Data Science Fundamentals: Getting Your Data Right

Before diving into fancy algorithms and complex models, there’s something even more important: your data. As the saying goes, “garbage in, garbage out.” Let’s learn how to prepare your data properly and avoid common pitfalls.

The Data Preparation Pipeline

1. Data Cleaning Basics

import pandas as pd
import numpy as np

# Load your data
df = pd.read_csv('raw_data.csv')

# Basic cleaning steps
df = df.dropna()  # Remove missing values
df = df.drop_duplicates()  # Remove exact duplicates

2. Understanding Deduplication

What is Deduplication?

Deduplication is removing redundant data points that might skew your model’s learning:

Exact Duplicates: Identical rows in your dataset
Near Duplicates: Very similar entries that represent the same information
Semantic Duplicates: Different representations of the same thing

Example: Customer Data Deduplication

def normalize_text(text):
    """Basic text normalization"""
    return str(text).lower().strip()

# Create normalized versions of key fields
df['name_normalized'] = df['name'].apply(normalize_text)
df['email_normalized'] = df['email'].apply(normalize_text)

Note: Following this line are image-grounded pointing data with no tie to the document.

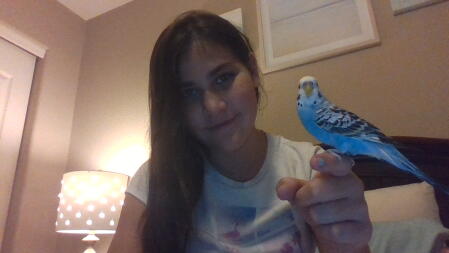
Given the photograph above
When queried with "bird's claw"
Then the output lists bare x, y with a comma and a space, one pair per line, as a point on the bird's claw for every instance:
338, 155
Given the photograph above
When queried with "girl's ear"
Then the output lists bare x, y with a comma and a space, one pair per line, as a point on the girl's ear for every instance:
254, 69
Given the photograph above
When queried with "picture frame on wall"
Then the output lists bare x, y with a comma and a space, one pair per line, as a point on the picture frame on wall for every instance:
296, 32
403, 6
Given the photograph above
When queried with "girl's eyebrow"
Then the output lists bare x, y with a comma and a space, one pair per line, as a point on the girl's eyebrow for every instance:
218, 68
211, 74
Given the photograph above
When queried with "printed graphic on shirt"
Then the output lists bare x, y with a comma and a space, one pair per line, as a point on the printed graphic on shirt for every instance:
240, 229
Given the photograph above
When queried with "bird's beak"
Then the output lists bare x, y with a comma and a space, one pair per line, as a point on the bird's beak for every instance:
308, 88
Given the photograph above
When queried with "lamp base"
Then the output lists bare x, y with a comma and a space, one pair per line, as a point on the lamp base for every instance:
90, 239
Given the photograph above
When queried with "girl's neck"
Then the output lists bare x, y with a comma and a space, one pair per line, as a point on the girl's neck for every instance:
242, 164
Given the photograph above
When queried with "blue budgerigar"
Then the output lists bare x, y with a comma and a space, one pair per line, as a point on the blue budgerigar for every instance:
348, 133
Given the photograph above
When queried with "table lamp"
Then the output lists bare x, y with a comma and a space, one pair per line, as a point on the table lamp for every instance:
90, 203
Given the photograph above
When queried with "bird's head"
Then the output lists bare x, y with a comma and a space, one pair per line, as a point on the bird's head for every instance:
309, 93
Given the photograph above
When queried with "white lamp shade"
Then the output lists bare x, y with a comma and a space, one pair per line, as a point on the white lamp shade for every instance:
90, 202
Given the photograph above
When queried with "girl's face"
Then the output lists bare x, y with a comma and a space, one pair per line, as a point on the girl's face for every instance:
219, 95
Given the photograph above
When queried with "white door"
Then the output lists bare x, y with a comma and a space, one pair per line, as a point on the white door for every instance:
16, 74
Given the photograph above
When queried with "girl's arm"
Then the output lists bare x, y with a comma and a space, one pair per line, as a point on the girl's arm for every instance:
127, 236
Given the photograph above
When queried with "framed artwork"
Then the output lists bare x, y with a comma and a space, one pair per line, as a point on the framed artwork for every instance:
402, 6
295, 32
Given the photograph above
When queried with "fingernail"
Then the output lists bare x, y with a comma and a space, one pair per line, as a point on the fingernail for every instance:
321, 162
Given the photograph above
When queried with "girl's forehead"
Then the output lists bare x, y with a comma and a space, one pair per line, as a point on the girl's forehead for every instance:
208, 51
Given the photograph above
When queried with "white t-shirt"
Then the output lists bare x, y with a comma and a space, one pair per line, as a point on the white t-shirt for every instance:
248, 216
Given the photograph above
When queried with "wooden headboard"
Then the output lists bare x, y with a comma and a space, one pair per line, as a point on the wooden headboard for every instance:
429, 154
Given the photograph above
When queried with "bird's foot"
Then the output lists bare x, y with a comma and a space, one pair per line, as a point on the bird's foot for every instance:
338, 154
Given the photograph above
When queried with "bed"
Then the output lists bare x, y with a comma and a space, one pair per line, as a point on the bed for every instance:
408, 215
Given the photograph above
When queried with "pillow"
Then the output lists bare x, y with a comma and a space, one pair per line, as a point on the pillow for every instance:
404, 202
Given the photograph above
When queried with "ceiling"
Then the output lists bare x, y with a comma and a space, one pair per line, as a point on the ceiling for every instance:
88, 9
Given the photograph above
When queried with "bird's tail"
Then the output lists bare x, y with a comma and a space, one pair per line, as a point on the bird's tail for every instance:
394, 157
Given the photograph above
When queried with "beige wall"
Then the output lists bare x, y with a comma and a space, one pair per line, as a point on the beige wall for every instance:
48, 125
400, 86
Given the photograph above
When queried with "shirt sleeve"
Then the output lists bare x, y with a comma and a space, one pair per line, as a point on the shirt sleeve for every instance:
138, 186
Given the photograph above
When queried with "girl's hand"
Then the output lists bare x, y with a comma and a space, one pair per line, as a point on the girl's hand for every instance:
332, 203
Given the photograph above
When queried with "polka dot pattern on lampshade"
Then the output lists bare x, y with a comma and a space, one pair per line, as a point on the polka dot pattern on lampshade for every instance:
90, 202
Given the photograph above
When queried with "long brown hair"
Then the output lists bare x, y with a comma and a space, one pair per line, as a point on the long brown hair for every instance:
176, 166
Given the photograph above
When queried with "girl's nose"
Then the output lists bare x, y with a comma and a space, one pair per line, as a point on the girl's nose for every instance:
213, 102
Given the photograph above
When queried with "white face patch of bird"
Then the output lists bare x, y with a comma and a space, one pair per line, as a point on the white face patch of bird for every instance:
308, 88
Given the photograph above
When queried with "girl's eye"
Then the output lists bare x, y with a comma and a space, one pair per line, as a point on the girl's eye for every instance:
191, 94
224, 80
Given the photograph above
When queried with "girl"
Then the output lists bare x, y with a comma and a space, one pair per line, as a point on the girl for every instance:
216, 183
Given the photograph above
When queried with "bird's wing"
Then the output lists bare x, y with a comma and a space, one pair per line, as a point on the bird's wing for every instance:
339, 121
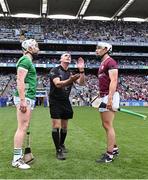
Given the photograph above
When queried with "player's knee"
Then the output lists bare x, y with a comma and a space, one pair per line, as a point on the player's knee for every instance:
56, 124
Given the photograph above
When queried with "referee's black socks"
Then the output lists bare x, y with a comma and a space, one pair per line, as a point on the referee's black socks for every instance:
56, 138
63, 134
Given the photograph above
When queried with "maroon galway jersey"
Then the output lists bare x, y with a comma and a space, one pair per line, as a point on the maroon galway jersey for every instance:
103, 75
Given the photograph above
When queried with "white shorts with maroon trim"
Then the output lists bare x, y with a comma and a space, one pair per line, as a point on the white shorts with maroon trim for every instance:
116, 101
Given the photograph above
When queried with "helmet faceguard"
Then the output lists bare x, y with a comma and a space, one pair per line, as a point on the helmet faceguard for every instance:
104, 45
30, 43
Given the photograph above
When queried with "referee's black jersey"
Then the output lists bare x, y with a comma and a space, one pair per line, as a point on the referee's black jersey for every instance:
59, 93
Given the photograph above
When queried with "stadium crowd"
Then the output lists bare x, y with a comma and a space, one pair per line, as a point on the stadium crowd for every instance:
53, 29
129, 87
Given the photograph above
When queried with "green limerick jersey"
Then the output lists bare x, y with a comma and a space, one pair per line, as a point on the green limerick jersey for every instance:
30, 79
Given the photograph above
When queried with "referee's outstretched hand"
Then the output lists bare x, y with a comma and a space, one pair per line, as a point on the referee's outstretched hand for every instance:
74, 77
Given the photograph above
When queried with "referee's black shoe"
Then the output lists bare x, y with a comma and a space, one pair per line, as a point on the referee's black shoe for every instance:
60, 155
106, 158
64, 149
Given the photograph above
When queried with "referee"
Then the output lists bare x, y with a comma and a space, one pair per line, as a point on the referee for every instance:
61, 81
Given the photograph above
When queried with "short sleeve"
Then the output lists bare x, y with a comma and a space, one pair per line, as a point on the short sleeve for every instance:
54, 73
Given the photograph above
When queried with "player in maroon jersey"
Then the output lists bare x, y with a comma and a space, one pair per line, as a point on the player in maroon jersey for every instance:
108, 82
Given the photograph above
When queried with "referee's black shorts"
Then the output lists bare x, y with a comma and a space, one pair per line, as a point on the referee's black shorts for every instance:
60, 109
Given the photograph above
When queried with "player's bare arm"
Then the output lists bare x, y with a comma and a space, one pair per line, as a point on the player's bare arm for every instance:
59, 84
80, 66
21, 74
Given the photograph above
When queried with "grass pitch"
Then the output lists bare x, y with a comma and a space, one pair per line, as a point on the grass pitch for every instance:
85, 141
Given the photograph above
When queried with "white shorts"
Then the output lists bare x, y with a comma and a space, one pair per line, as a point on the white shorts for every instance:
116, 101
30, 102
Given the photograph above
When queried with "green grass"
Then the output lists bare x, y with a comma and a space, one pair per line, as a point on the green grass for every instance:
85, 141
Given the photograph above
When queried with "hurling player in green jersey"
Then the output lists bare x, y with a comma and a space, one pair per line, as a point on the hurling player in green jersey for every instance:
24, 98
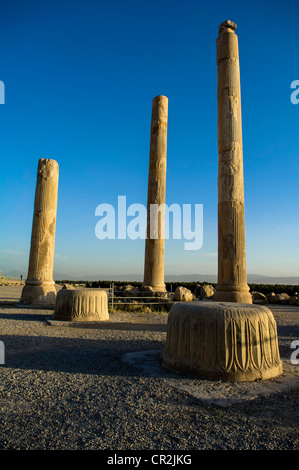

# Find similar entries using fuzzy matching
from fuzzywuzzy import fuzz
def find_similar_entries(df, threshold=80):
    similar_pairs = []
    for i in range(len(df)):
        for j in range(i + 1, len(df)):
            similarity = fuzz.ratio(
                df.iloc[i]['name_normalized'],
                df.iloc[j]['name_normalized']
            )
            if similarity > threshold:
                similar_pairs.append((i, j, similarity))
    return similar_pairs

3. Feature Scaling and Normalization

Different scales can bias your model:

from sklearn.preprocessing import StandardScaler, MinMaxScaler

# Standardization (mean=0, std=1)
scaler = StandardScaler()
df_scaled = scaler.fit_transform(df[numeric_columns])

# Normalization (0-1 range)
normalizer = MinMaxScaler()
df_normalized = normalizer.fit_transform(df[numeric_columns])

The Train-Test-Validation Split

Why Split Your Data?

Imagine studying for an exam using the actual test questions - that’s cheating! Similarly, testing your model on training data doesn’t prove it can handle new data.

The Right Way to Split

from sklearn.model_selection import train_test_split

# First split: training and temporary test set
X_train, X_temp, y_train, y_temp = train_test_split(
    X, y, test_size=0.3, random_state=42
)

# Second split: create validation and test sets
X_val, X_test, y_val, y_test = train_test_split(
    X_temp, y_temp, test_size=0.5, random_state=42
)

print(f"Training set size: {len(X_train)}")
print(f"Validation set size: {len(X_val)}")
print(f"Test set size: {len(X_test)}")

The Golden Rule: No Leakage!

❌ Wrong:

# DON'T DO THIS
scaler.fit(X)  # Fitting on all data
X_scaled = scaler.transform(X)
X_train, X_test = train_test_split(X_scaled, ...)

✅ Right:

# DO THIS
X_train, X_test = train_test_split(X, ...)
scaler.fit(X_train)  # Fit only on training data
X_train_scaled = scaler.transform(X_train)
X_test_scaled = scaler.transform(X_test)

Understanding Model Fit

1. Underfitting: When Your Model Is Too Simple

Think of it like trying to draw a circle using only straight lines.

Signs of Underfitting:

Poor performance on training data
Poor performance on test data
Model is too simple for the problem

# Example: Linear model trying to fit non-linear data
from sklearn.linear_model import LinearRegression
model = LinearRegression()  # Might underfit if data is non-linear

2. Just Right: The Goldilocks Zone

Your model learns the patterns without memorizing the noise.

Signs of Good Fit:

Good performance on training data
Similar performance on test data
Model complexity matches problem complexity

# Example: Using cross-validation to verify
from sklearn.model_selection import cross_val_score

scores = cross_val_score(model, X_train, y_train, cv=5)
print(f"Mean CV Score: {scores.mean():.3f} (+/- {scores.std() * 2:.3f})")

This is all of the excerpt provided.